In spite of all the acreage they have to offer, the biggest building sites in New York have cultivated more cynicism than anything else. And when the developer Forest City Ratner swapped an ambitious Frank Gehry basketball arena at Atlantic Yards for a pedestrian design by Ellerbe Becket, even the most jaded cried foul. And so it seemed almost poetically appropriate that Bruce Ratner’s next step would be to try and re-insinuate himself into the public’s graces by mesmerizing us with a sinuous, snake-like wrap by SHoP Architects, the architectural equivalent of indie film stars.

Critics have charged Ratner with a classic case of bait-and-switch, but even under the new lineup, the arena’s prospects look dim. Ellerbe Becket is still on board, leaving many to wonder how meaningfully SHoP can reshape the design. And recently the city’s Independent Budget Office reported that the basketball arena stood to be a $40 million net loss to the city over 30 years, even as city subsidies to the project have ballooned to more than $772 million. Somewhere in the shuffle the original idea of a carefully orchestrated ensemble of great buildings well-knit into the community has been sidelined.

Together with the cringe-making face-off between developer Larry Silverstein and the Port Authority at ground zero, it is all too clear that ambitious public/private partnerships are currently beyond this generation’s skill set: Developers mistrust government’s staying power to see a project through to the finish; the public wants its voice heard, values mirrored, and vanities appeased; and officials just want to pose for the cameras at the groundbreaking and ribbon-cutting. It’s a recipe for dwindling expectations.
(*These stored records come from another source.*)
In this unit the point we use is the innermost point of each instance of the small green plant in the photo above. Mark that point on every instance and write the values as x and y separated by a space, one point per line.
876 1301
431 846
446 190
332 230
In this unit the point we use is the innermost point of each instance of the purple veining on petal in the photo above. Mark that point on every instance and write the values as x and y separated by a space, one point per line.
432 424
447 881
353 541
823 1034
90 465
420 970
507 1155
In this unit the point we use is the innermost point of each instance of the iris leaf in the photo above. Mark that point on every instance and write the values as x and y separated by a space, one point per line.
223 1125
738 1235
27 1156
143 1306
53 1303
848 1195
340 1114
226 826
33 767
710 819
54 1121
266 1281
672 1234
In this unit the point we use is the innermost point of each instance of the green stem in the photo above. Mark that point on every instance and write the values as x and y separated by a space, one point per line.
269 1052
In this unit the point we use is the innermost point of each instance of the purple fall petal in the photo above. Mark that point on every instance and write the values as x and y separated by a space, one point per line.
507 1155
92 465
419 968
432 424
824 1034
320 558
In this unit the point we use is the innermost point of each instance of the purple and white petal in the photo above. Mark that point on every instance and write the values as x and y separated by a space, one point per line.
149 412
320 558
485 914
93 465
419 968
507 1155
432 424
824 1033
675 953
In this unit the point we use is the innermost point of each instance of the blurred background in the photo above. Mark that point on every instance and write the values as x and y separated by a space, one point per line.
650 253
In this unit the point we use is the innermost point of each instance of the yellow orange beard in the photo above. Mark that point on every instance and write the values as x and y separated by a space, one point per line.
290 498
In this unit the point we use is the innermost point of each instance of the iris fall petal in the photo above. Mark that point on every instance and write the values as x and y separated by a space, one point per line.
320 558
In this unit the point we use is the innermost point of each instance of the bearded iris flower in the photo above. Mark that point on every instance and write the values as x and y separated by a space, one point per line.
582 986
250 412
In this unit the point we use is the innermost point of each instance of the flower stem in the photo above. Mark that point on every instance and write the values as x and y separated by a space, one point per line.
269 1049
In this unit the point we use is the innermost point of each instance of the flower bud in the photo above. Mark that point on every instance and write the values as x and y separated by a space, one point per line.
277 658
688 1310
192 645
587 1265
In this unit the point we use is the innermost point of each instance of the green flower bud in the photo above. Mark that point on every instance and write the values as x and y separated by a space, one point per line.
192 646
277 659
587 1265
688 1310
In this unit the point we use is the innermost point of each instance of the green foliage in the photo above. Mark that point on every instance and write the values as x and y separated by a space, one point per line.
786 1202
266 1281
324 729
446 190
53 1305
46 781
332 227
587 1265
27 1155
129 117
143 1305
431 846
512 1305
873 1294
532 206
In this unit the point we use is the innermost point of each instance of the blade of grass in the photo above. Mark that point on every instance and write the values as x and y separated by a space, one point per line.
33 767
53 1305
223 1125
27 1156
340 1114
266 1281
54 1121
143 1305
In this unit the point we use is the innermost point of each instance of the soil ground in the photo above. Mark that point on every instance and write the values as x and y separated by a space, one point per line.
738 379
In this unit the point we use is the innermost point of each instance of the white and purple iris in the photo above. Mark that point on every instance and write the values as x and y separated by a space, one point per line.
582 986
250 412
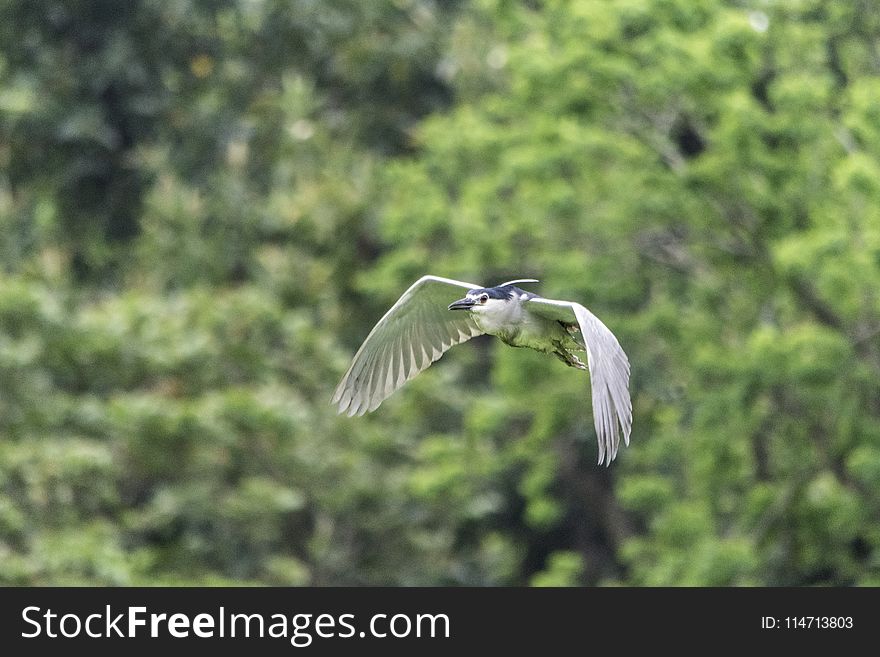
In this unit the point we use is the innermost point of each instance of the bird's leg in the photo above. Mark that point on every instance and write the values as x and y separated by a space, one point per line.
569 358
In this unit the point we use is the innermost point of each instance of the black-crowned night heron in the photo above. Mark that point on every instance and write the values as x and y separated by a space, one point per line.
423 324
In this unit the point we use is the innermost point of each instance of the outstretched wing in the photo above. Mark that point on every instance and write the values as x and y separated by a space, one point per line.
609 372
415 332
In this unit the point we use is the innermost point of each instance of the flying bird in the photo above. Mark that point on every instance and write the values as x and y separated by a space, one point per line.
427 320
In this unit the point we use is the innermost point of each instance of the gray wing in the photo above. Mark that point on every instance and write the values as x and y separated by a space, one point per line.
609 372
415 332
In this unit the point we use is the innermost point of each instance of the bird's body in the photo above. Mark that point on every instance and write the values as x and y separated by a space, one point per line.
423 324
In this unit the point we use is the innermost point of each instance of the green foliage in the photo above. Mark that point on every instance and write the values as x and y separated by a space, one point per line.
204 207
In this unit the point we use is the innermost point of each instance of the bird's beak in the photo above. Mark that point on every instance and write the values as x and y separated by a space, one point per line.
461 304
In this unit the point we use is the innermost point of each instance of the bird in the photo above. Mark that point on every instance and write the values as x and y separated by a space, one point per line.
427 320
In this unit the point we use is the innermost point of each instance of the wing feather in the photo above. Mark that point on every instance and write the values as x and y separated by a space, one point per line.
416 331
609 372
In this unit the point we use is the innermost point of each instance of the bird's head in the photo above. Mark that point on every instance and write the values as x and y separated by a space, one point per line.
488 299
482 299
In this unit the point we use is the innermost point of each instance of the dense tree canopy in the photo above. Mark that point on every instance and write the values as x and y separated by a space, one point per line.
206 204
And from up close, it is downright painful to watch architects jerked around like some Manchurian Candidate’s puppets. Would more regulation help ease along the process and prevent eleventh-hour surprises? Is mandated accountability in order? Developer, architect, planner, and now professor Vishaan Chakrabarti, formerly of the Related Companies and recently named director of an expanded real estate development program at Columbia University, thinks not.

In a telephone interview, Chakrabarti said, “New York is a tricky place. It’s not a beauty-contest city like San Francisco. We don’t regulate design. And the reason has to do with our attitude about art. Most New Yorkers understand that along with some good art comes lots of bad art.” He also noted that in New York you can’t get away with bait-and-switch tactics more than once, or you’ll get a reputation. “People have long memories in this town,” he told me.

Chakrabarti’s very long view, so accepting of the mediocre and confident that the truly artful will rise above and endure, sounds more wise than cynical. Goethe described architecture as frozen music, an expression that suggests not only majesty and inevitability, but also motion so slow as to be invisible. Perhaps rather than try to force these gigantic projects into instant being, we should allow them to evolve more glacially like great performance pieces, with equally lasting consequences.